Last September it was announced that the culvert had come in over budget by about $1.2 million. The city even had to tweak and rebid the project after receiving no bids in the first round of bidding early last May. 

The Mayor and Board of Aldermen awarded the bid to Hemphill Construction for $4,987,485 to install the box culvert under the railroad.

A report filed at the time by Chad Edwards with Waggoner Engineering, which oversees the whole Lake Harbour Extension project, noted that the low bid was 31 percent higher than their original estimate of $3,792,284.

However, he felt that the increase in price was justified due to the risk associated with the project.

“Due to time constraints placed on the contractor, third party involvement, unique nature of the work, and overall complexity of the construction effort we recommend that award of the contract be made to Hemphill Construction Company,” Edwards wrote at the time.

Since September, the city has been awaiting action by the Mississippi Department of Transportation, which is paying for 80 percent of the project through federal funds, concurrence.

This project and others like are expected to increase mobility and relieve congestion on heavily-traveled roads, most notably Jackson Street, which city officials hope to transform into a traditional town center.

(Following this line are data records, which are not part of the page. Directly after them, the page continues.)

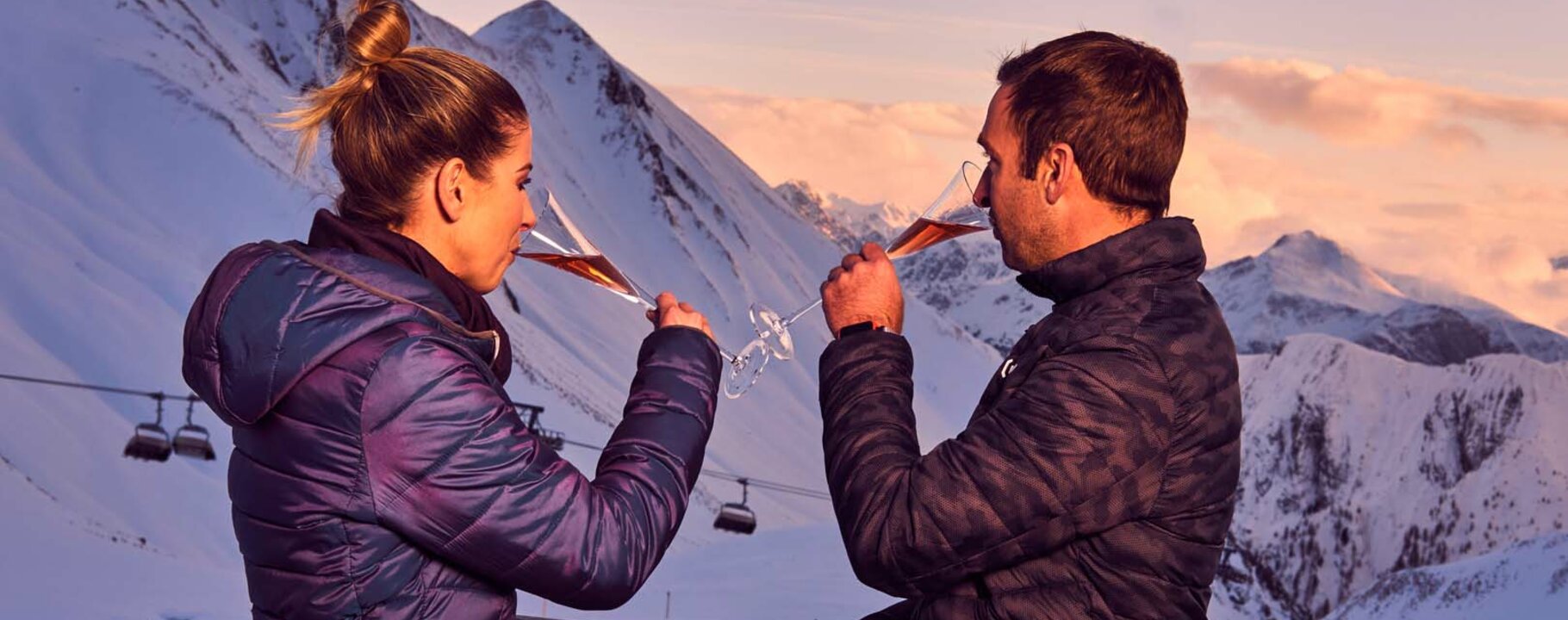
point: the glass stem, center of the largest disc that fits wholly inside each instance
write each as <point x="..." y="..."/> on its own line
<point x="642" y="298"/>
<point x="812" y="306"/>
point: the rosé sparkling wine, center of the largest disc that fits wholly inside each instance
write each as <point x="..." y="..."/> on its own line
<point x="925" y="233"/>
<point x="590" y="267"/>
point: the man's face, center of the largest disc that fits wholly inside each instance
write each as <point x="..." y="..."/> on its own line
<point x="1021" y="220"/>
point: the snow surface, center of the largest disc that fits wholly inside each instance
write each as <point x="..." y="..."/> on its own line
<point x="135" y="151"/>
<point x="140" y="151"/>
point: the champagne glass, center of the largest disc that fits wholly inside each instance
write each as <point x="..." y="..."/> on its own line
<point x="556" y="241"/>
<point x="950" y="216"/>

“We are excited about the new dimension this will add to our traffic patterns citywide. The goal is to relieve pressure on Jackson Street so that we can develop a town center there. This is one of several projects that will help us meet that goal,” McGee said. ‘This is something we are constantly working towards.”

The extension of Lake Harbour Drive will permit motorists to travel from U.S. 51, the current endpoint of Lake Harbour Drive, across the Illinois Central Railroad and over I-55 to the Highland Colony Parkway.

McGee said that Eutaw Construction has already begun dirt work on the other side of the interstate near The Church of the Highlands in anticipation of bridging the two sides of the city together.

The large and complex project includes several steps including an at-grade railroad crossing, culvert replacement, multiple utility relocations, connection to a state highway, and an interstate bridge.